Buffers & Reagents

NEW! BioLock - Biotin Blocking Solution

Biotin is often present in cell culture media. Its nearly irreversible binding to Strep-Tactin has to be taken into account for two reasons when recombinant proteins secreted to the cell culture supernatant are aimed to be directly purified via Strep-Tactin affinity chromatography:

It efficiently competes with the (Twin-)Strep-tag target proteinthereby preventing it from getting bound to the resin and,

moreover,

it inactivates Strep-Tactin resins and thus make a re-use impossible.
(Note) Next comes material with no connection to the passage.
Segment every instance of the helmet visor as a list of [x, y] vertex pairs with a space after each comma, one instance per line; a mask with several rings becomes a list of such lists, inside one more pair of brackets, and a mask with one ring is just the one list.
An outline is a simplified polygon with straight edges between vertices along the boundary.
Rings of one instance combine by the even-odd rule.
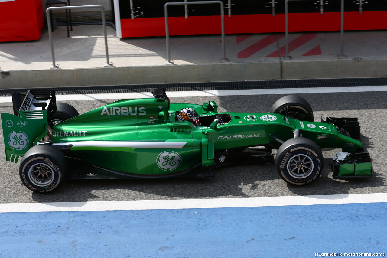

BioLock is a ready-to-use and cost effective solution for the removal of free biotin from cell culture supernatant. It simply has to be added to the cell culture supernatant prior to purification.

The required amount of BioLock for effective biotin blocking can easily be determined since 1ml BioLock blocks 70 μg biotin. In addition we provide a table with the required BioLock amounts for standard mammalian and insect cell culture media at
www.iba-lifesciences.com/technical-support.html >> troubleshooting>> Biotin Blocking

Anhydrotetracycline

For induction of tet promoter controlled pASK-IBA vectors. The E. coli expression cassette of the Strep-tag®/Strep-Tactin® overexpression system is under transcriptional control of the tetA promoter/operator and repressor. The promoter is induced by a low concentration of anhydrotetracycline (AHT) saving costs and minimizing the antibacterial influence of AHT.

IBA-lyse Bacterial Lysis Buffer

The new IBA-lyse Bacterial Lysis Buffer is optimized for preparation of a cleared lysate after cytoplasmic expression of Strep-tag® fusion proteins.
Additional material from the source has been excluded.